The `feature_model` links features against a reference, here, the gene reference [`bionty.Gene`](https://lamin.ai/docs/bionty/bionty.gene#bionty.Gene).

Ingesting data with a `feature_model` enables querying for features with a number of ids, names, and feature properties.

For example, here we ingest genes with their Ensembl ids, but we can also query for them based on [gene symbol, NCBI ids, gene type, etc](https://lamin.ai/docs/db/guide/query-load#Query-data-objects-by-linked-entities).

In [None]:
ingest3.link.features(feature_model)

Here, all 10000 features were successfully (unambiguously) linked against their canonical reference in `bionty.Gene`.

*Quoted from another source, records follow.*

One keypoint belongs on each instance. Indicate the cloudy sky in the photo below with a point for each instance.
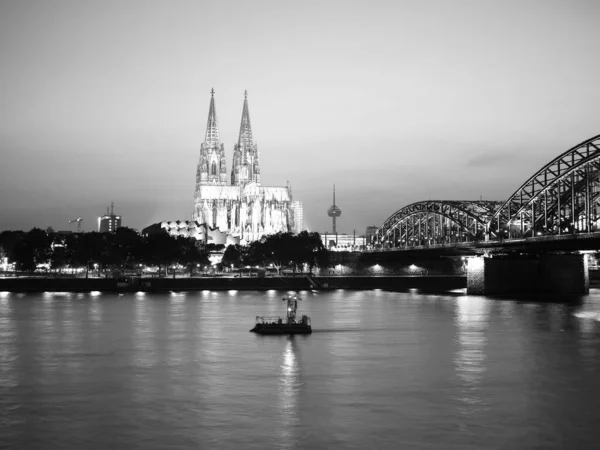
(393, 101)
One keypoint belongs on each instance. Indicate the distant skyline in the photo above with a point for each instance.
(393, 102)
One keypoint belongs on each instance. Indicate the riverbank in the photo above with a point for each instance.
(430, 283)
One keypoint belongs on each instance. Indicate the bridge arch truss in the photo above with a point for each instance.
(561, 198)
(436, 222)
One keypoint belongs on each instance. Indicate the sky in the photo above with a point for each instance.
(392, 101)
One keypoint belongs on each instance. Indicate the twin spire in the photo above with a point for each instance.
(245, 139)
(245, 154)
(212, 130)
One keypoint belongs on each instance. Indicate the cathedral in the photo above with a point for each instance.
(243, 209)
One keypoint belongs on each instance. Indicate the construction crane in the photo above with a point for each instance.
(78, 220)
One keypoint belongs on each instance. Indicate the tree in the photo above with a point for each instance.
(190, 254)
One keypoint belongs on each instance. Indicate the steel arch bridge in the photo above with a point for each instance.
(435, 222)
(561, 198)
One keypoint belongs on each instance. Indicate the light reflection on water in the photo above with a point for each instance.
(382, 370)
(288, 395)
(471, 324)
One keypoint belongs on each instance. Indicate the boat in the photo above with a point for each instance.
(287, 325)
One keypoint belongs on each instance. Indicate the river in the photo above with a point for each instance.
(381, 370)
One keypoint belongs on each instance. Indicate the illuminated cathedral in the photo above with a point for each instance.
(242, 208)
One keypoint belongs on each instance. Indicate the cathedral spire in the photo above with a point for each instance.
(245, 139)
(212, 131)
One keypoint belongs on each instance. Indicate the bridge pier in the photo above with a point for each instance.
(559, 274)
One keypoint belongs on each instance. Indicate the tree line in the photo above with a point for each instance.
(125, 250)
(121, 250)
(280, 250)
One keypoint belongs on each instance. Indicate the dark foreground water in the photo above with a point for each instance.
(382, 370)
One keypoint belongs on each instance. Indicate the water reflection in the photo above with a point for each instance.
(143, 333)
(471, 323)
(288, 390)
(8, 351)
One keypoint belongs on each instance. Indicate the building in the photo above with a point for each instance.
(243, 209)
(196, 230)
(298, 216)
(109, 222)
(341, 242)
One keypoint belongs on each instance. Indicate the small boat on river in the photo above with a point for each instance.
(287, 325)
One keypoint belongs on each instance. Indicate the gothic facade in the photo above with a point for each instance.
(243, 209)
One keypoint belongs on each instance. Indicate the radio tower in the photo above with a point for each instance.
(334, 211)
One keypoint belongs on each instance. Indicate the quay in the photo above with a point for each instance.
(428, 283)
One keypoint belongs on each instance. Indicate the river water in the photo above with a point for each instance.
(381, 370)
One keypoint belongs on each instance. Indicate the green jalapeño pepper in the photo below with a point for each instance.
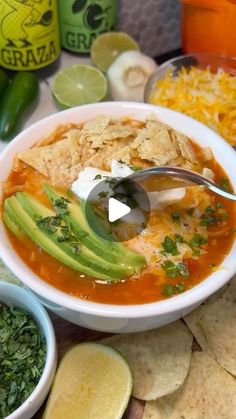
(17, 99)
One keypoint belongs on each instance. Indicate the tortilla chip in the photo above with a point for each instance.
(57, 135)
(213, 326)
(102, 158)
(54, 161)
(73, 136)
(100, 131)
(159, 359)
(154, 143)
(209, 392)
(185, 148)
(96, 126)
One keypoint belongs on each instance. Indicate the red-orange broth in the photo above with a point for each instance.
(144, 289)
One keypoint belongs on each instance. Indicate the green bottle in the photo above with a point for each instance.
(29, 34)
(81, 21)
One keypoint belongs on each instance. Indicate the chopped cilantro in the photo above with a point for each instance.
(170, 290)
(173, 270)
(48, 224)
(103, 194)
(175, 216)
(170, 269)
(213, 216)
(131, 202)
(22, 357)
(179, 238)
(197, 241)
(224, 184)
(170, 246)
(219, 205)
(111, 182)
(61, 205)
(135, 168)
(190, 211)
(97, 177)
(183, 269)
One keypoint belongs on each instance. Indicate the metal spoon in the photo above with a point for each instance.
(165, 177)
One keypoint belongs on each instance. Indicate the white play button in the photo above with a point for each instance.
(117, 210)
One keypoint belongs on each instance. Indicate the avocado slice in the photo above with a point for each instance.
(23, 220)
(112, 251)
(12, 226)
(85, 256)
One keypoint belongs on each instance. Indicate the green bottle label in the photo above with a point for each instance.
(29, 34)
(82, 20)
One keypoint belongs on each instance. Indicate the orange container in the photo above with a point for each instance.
(209, 26)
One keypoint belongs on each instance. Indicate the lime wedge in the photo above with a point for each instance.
(78, 85)
(108, 46)
(92, 381)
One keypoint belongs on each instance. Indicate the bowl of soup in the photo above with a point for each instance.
(106, 274)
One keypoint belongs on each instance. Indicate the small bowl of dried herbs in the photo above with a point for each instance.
(28, 355)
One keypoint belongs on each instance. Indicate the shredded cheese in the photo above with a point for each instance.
(203, 95)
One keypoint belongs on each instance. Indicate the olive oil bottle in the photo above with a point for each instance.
(82, 20)
(29, 34)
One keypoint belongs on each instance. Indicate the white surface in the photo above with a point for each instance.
(86, 182)
(109, 317)
(116, 210)
(14, 295)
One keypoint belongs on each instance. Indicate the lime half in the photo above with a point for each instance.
(92, 381)
(78, 85)
(108, 46)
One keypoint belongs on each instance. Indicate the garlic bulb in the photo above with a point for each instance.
(128, 75)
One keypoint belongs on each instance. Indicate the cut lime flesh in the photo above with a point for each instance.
(79, 85)
(92, 381)
(106, 48)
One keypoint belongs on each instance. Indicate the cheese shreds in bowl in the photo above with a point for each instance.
(203, 95)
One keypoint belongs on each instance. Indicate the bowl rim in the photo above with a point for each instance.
(189, 298)
(154, 76)
(47, 329)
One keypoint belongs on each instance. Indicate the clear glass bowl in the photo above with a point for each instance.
(213, 62)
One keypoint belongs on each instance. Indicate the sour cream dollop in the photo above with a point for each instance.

We can retrieve the integrity information:

In [None]:
ingest3.feature_model

## Complete ingestion

Before completing the ingestion, let's check what we staged:

In [None]:
ln.db.ingest.status()

Let's now commit these data to the DB:

In [None]:
ln.db.ingest.commit()

We see that several links are made in the background: the data object is associated with its source (this Jupyter notebook, `jupynb`) and the user who operates the notebook.